The first step of the recipe uses the str_extract() function from stringr to extract a specific pattern of characters. The "^AT\dG.*.\d" regex matches any string that starts with "AT", followed by one digit, then "G", then any number of characters, then a dot, and finally one digit. stringr operations are vectorized so that all entries in them are processed.
Steps 2 and 3 are similar and use the str_split() function to split the seq_names vector by the "|" character; the simplify option returns a matrix of results with a column for each substring. The str_trim() function removes troublesome leading and trailing whitespace from the resulting substring. The third and fourth columns of the resulting matrix are saved.

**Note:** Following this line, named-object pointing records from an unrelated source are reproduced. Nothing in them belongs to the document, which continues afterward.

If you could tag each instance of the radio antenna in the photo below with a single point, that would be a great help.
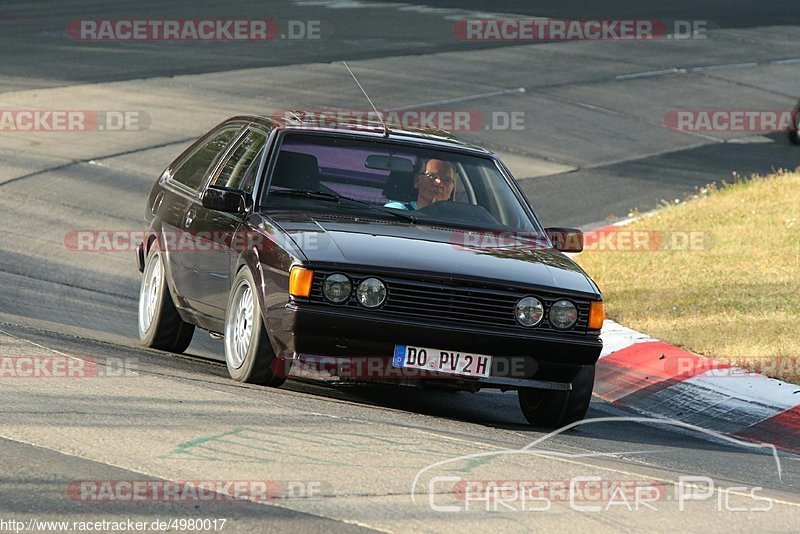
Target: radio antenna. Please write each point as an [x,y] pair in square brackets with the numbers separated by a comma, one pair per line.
[379,114]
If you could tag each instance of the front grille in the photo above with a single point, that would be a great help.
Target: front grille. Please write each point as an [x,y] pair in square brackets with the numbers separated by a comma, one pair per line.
[444,302]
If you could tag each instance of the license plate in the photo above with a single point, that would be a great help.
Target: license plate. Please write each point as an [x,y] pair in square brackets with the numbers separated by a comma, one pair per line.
[442,361]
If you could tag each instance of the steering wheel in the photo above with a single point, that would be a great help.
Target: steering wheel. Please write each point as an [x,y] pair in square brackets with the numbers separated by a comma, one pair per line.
[458,211]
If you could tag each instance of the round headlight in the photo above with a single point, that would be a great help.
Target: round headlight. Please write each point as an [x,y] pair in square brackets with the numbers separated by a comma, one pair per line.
[371,293]
[337,288]
[529,311]
[563,314]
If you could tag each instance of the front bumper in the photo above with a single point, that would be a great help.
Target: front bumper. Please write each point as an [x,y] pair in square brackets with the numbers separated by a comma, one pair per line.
[517,357]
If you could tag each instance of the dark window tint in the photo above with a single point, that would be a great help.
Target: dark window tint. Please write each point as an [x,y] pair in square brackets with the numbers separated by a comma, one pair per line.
[193,170]
[240,170]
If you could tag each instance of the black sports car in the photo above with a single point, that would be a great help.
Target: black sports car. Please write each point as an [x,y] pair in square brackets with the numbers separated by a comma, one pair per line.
[364,253]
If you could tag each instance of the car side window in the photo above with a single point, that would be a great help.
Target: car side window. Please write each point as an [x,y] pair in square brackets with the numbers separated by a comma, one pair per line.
[193,170]
[239,171]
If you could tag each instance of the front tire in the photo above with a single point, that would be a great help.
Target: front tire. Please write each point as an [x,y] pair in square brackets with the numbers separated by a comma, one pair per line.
[794,133]
[554,408]
[248,353]
[160,326]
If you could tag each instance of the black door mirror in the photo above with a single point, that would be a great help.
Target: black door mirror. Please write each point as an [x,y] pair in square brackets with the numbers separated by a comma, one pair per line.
[566,239]
[219,198]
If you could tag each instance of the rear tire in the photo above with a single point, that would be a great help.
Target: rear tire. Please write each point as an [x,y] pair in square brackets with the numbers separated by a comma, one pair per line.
[160,325]
[554,408]
[248,352]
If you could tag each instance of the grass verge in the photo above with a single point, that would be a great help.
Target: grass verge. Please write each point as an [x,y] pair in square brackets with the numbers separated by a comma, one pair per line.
[718,275]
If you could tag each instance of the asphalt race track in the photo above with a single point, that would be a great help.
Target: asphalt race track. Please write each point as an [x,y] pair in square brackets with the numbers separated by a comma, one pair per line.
[593,147]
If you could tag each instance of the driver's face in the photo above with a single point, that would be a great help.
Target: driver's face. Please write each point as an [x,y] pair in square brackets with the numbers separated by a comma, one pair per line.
[435,183]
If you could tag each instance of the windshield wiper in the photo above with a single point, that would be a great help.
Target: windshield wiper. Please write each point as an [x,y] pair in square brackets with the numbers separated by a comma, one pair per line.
[333,197]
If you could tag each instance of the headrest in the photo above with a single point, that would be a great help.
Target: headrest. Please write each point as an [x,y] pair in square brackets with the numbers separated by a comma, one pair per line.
[400,187]
[296,171]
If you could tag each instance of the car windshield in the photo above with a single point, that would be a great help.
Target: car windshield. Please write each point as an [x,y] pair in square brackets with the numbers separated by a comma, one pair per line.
[385,179]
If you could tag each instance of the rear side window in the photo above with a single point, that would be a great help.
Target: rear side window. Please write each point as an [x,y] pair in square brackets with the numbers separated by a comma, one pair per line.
[193,170]
[240,170]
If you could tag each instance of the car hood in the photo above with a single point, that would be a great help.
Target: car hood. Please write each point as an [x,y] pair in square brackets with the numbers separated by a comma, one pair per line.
[389,245]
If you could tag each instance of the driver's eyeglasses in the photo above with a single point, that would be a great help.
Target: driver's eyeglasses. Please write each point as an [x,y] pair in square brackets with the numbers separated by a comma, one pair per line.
[444,179]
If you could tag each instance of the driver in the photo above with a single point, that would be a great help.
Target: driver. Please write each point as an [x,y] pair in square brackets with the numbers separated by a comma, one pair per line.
[434,183]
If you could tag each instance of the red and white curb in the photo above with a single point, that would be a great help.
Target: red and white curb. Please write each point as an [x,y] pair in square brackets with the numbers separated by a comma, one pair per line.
[659,379]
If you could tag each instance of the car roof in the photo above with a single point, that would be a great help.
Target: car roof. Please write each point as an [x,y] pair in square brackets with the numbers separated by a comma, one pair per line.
[302,121]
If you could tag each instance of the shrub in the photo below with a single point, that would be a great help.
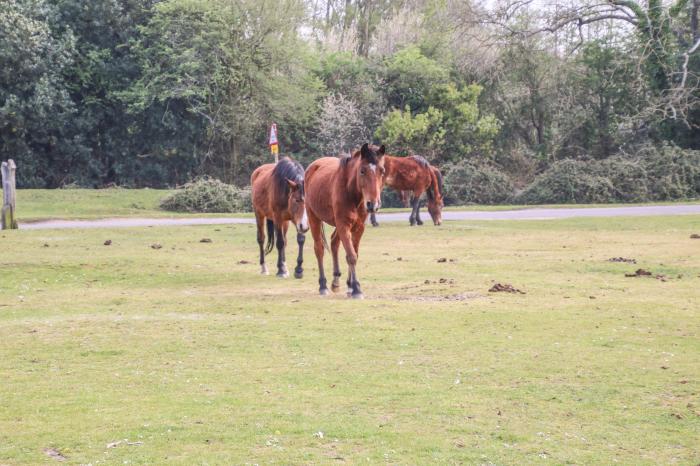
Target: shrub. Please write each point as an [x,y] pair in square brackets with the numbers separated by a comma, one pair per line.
[467,183]
[568,181]
[208,195]
[628,178]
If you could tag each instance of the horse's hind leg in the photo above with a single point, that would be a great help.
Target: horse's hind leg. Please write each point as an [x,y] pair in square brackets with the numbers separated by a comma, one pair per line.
[414,211]
[317,234]
[349,239]
[335,245]
[299,270]
[260,220]
[281,245]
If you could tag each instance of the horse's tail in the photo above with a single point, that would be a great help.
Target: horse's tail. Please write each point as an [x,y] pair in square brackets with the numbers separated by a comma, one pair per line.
[323,237]
[270,236]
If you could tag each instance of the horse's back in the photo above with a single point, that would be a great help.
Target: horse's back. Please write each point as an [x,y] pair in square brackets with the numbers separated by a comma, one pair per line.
[261,187]
[405,173]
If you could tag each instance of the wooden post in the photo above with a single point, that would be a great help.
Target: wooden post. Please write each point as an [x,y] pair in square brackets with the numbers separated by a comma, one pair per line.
[8,195]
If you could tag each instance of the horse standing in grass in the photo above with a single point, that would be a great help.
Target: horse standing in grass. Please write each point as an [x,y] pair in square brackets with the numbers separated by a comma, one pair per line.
[414,173]
[341,193]
[278,197]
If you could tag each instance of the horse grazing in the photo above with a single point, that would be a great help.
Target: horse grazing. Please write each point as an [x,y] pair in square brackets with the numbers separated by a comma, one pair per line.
[414,173]
[341,193]
[278,197]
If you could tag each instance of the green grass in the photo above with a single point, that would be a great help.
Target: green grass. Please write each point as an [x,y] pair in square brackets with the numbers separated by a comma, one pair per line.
[207,362]
[42,204]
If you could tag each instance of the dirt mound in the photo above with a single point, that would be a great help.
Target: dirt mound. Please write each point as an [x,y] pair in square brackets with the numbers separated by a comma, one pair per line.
[622,259]
[504,288]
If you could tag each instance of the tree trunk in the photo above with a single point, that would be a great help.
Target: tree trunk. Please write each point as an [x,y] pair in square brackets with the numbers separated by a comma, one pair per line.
[8,195]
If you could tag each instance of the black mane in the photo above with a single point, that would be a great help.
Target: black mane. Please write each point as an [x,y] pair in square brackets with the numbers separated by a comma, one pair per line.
[288,169]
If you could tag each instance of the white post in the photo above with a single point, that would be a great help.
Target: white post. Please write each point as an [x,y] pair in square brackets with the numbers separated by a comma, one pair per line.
[8,195]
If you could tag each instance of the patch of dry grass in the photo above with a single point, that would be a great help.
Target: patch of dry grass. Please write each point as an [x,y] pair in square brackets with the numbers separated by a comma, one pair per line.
[204,361]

The following line of code uses the str_match() function to extract specific substrings from the info variable that match the "chr(\d):(\d+)-(\d+)" regex. This regex matches any string that starts with "chr", followed by one digit, then ":", then one or more digits, then "-", and finally one or more digits. The '()' bracket symbols mark the piece of text to save; each saved piece goes into a column in the matrix.
The next line of code uses the str_locate() function to find the position of the first occurrence of either FORWARD or REVERSE in the info variable. The resulting position is then used to extract the character at that position using str_sub(). The last line of code uses the str_match() function to extract the substring that starts with "LENGTH=" and ends with one or more digits from the info variable.
Finally, the code creates a data frame result by combining the extracted and subsetted variables, assigning appropriate types for each column.